Sunday, August 25, 2013

The Moneyed Elite and The Crisis of Labor: Wall Street 2012-13 - James Petras

The financial crash of 2008-09 and the bailouts that followed reinforced the dominance of Wall Street over the US economy.

On July 16, 2013, Goldman Sachs, the fifth largest US bank by assets announced its second quarter profits doubled the previous year to $1.93 billion. J. P. Morgan, the largest bank made $6.1 billion in the second quarter up 32% over the year before and expects to make $25 billion in profits in 2013. Wells Fargo, the fourth largest bank, reaped $5.27 billion, up 20%. Citigroup’s profits topped $4.18 billion, up 42% over the previous year.

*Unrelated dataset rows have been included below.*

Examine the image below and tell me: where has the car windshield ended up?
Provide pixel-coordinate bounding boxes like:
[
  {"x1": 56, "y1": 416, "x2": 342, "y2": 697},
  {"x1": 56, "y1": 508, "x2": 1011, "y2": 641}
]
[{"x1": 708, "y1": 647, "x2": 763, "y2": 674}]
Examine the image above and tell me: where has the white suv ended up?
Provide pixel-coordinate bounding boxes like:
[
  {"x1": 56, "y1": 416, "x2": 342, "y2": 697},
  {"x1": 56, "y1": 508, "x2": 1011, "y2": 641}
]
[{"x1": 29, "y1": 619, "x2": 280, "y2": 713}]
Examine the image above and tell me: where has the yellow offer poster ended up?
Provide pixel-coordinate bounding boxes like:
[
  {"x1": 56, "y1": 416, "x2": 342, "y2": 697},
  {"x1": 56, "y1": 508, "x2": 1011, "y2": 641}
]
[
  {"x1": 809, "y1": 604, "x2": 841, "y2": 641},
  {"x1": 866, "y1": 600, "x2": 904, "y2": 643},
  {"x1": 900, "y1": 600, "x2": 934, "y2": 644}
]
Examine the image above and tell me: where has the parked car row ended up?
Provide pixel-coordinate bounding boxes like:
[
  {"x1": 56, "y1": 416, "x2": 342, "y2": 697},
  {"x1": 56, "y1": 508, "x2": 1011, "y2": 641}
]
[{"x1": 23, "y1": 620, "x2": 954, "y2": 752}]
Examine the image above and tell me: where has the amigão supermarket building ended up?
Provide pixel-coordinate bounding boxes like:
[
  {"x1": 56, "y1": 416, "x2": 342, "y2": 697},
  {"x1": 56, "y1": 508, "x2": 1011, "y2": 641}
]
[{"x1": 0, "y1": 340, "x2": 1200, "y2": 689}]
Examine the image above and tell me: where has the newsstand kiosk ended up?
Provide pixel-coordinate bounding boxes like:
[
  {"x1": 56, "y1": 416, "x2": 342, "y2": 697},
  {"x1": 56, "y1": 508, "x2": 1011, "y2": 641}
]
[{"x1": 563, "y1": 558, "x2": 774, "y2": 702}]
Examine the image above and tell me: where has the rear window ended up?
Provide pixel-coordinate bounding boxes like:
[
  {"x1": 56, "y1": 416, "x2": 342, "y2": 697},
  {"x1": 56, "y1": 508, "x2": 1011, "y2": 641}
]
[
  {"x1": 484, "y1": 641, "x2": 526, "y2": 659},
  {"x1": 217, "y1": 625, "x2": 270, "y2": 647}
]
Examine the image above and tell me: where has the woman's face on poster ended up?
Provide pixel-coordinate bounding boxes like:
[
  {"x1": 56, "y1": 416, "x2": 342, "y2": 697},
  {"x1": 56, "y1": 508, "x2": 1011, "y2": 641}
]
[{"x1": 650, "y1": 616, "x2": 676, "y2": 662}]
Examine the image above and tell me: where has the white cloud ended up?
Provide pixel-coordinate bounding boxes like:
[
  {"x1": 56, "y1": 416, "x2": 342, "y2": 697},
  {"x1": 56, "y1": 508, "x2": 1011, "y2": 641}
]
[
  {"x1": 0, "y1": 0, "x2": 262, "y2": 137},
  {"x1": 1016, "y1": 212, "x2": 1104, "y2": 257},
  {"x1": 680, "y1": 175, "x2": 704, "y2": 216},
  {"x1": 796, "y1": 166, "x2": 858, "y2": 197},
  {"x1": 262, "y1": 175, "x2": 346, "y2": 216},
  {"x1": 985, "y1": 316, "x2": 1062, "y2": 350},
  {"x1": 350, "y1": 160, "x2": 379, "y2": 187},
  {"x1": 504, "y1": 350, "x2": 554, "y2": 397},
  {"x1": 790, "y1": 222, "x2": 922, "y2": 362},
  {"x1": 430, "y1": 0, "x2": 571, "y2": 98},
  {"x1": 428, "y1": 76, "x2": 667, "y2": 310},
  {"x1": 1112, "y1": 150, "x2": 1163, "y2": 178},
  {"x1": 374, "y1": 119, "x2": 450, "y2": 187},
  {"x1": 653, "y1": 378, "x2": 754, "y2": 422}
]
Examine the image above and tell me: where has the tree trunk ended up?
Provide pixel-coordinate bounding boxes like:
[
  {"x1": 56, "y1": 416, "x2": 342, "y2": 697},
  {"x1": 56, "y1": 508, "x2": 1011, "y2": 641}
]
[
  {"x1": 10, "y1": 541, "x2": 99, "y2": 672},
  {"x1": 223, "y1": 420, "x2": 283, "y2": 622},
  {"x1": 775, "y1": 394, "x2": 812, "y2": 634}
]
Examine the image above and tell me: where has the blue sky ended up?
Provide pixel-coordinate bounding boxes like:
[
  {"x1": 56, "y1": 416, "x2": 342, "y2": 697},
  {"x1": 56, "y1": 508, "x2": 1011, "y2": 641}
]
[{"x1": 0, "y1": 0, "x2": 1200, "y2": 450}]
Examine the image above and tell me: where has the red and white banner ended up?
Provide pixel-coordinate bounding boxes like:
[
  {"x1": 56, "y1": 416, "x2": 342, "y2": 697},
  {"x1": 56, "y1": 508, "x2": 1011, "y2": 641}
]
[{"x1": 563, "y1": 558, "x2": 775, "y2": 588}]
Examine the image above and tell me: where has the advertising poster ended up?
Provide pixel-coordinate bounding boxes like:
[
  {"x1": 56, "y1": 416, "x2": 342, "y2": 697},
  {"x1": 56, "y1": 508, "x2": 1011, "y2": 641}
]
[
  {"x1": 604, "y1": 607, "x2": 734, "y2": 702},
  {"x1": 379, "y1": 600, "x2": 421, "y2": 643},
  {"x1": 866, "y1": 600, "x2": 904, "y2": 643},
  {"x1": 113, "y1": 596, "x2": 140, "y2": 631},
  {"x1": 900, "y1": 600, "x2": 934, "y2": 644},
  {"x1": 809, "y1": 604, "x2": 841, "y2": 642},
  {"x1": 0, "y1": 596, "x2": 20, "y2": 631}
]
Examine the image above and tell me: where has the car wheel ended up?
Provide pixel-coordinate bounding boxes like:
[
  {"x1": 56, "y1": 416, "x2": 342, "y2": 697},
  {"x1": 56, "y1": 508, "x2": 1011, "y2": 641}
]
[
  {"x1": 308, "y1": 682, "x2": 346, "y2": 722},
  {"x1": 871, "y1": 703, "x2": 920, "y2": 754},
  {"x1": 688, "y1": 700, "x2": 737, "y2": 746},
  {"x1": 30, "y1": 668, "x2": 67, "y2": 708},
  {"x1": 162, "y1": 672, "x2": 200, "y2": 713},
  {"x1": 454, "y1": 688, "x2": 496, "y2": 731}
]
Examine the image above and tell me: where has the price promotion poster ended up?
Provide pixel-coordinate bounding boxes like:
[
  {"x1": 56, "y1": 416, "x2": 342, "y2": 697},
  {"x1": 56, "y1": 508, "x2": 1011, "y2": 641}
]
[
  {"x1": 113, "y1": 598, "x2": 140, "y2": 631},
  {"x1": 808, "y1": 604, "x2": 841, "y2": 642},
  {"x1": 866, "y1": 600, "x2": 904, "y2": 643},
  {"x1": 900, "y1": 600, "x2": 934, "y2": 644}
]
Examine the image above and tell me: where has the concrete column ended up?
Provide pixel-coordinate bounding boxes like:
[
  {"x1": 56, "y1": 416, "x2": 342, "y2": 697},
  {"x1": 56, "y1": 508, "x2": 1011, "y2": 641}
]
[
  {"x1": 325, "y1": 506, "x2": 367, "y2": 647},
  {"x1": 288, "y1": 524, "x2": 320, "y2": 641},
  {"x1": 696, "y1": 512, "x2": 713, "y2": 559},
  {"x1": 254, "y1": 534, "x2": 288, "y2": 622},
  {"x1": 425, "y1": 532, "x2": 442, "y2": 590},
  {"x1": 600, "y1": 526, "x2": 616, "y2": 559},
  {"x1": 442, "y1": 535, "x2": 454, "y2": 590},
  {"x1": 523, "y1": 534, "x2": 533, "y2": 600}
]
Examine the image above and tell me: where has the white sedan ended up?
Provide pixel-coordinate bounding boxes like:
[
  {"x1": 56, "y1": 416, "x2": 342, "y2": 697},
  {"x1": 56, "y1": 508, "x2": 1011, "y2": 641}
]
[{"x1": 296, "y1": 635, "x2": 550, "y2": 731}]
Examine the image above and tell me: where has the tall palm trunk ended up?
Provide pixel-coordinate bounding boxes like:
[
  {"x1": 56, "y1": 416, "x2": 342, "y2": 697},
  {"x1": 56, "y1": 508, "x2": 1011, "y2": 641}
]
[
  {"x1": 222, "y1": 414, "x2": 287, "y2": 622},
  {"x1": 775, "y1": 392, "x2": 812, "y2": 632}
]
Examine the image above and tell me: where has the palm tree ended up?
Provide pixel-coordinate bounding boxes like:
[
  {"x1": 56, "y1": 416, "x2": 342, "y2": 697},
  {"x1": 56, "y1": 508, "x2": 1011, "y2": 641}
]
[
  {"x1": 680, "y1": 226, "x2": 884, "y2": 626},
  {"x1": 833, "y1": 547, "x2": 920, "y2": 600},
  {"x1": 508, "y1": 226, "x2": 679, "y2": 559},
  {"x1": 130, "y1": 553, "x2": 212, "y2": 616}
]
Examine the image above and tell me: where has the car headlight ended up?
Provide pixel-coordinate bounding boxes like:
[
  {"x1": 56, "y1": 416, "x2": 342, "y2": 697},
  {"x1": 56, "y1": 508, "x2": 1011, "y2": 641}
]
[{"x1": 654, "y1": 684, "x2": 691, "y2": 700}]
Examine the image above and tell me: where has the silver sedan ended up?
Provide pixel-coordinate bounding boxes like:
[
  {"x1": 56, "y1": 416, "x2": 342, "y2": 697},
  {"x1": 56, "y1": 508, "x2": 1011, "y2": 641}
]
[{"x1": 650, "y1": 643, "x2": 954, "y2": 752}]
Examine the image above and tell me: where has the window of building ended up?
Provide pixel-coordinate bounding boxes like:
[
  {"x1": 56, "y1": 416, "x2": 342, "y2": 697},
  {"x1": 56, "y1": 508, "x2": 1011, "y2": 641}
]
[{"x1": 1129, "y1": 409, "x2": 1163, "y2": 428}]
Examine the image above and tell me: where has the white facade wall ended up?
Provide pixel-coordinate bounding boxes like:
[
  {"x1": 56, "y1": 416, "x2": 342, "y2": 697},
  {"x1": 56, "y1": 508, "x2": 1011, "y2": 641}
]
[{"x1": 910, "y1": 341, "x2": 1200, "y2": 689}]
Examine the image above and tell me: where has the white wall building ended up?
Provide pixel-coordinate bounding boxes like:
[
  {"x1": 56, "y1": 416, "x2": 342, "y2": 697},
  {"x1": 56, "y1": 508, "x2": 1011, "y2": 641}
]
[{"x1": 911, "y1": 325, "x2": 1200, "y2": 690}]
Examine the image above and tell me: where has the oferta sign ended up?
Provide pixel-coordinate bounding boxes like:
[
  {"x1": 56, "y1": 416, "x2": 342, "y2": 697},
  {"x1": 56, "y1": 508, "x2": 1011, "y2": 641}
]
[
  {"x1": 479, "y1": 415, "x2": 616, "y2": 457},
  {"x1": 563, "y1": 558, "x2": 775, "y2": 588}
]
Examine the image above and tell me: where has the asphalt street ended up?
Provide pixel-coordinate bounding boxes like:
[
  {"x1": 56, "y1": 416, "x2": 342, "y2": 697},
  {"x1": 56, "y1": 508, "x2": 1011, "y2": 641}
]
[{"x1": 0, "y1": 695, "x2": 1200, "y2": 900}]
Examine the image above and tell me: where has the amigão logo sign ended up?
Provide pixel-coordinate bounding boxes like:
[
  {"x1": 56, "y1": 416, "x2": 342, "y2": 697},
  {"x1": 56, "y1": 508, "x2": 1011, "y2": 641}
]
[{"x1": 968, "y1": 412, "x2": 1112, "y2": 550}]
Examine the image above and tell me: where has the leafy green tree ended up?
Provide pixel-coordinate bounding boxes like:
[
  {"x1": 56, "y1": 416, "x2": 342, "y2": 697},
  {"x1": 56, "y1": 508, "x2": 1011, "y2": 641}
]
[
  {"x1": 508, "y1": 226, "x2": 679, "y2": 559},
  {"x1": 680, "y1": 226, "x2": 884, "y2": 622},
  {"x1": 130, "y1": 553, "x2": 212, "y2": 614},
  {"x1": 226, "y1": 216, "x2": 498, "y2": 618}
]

The financial crash of 2008-2009 and the bailouts that followed reinforced the dominance of Wall Street over the US economy. The result is that the parasitic financial sector is extracting enormous rents and profits from the economy and depriving the productive industries of capital and earnings. The recovery and boom of corporate profits since the crisis turns out to be concentrated in the same financial sector which provoked the crash a few years back.

The ascendancy of the plutocracy has been accompanied by cuts in public spending on health, education and social services. (Though painful, these cuts would be much larger and catastrophic had the regressive GOP House, steered off of the rails by the Tea Party, not been reigned in some. You may think it is coincidental that the very same plutocrats who benefit from the ascendancy of the financial sector at the expense of the common good are among those responsible for starting and funding the Astro Turf, manufactured, ill-informed rage-fest that is the Tea Party.  You would be wrong).

The bi-polar world of rich bankers in the North racking up record profits and workers everywhere receiving a shrinking share of national income spells out the class basis of “recovery” and “depression,” prosperity for the few and immiseration for the many.  This is typified by Detroit, once the cradle of both the auto industry and the organized industrial workers’ leap into the middle-class.  The big three auto companies have relocated overseas and to non-union states while the billionaire bankers “restructure” the economy, break unions, lower wages, renege on pensions and rule by administrative decree.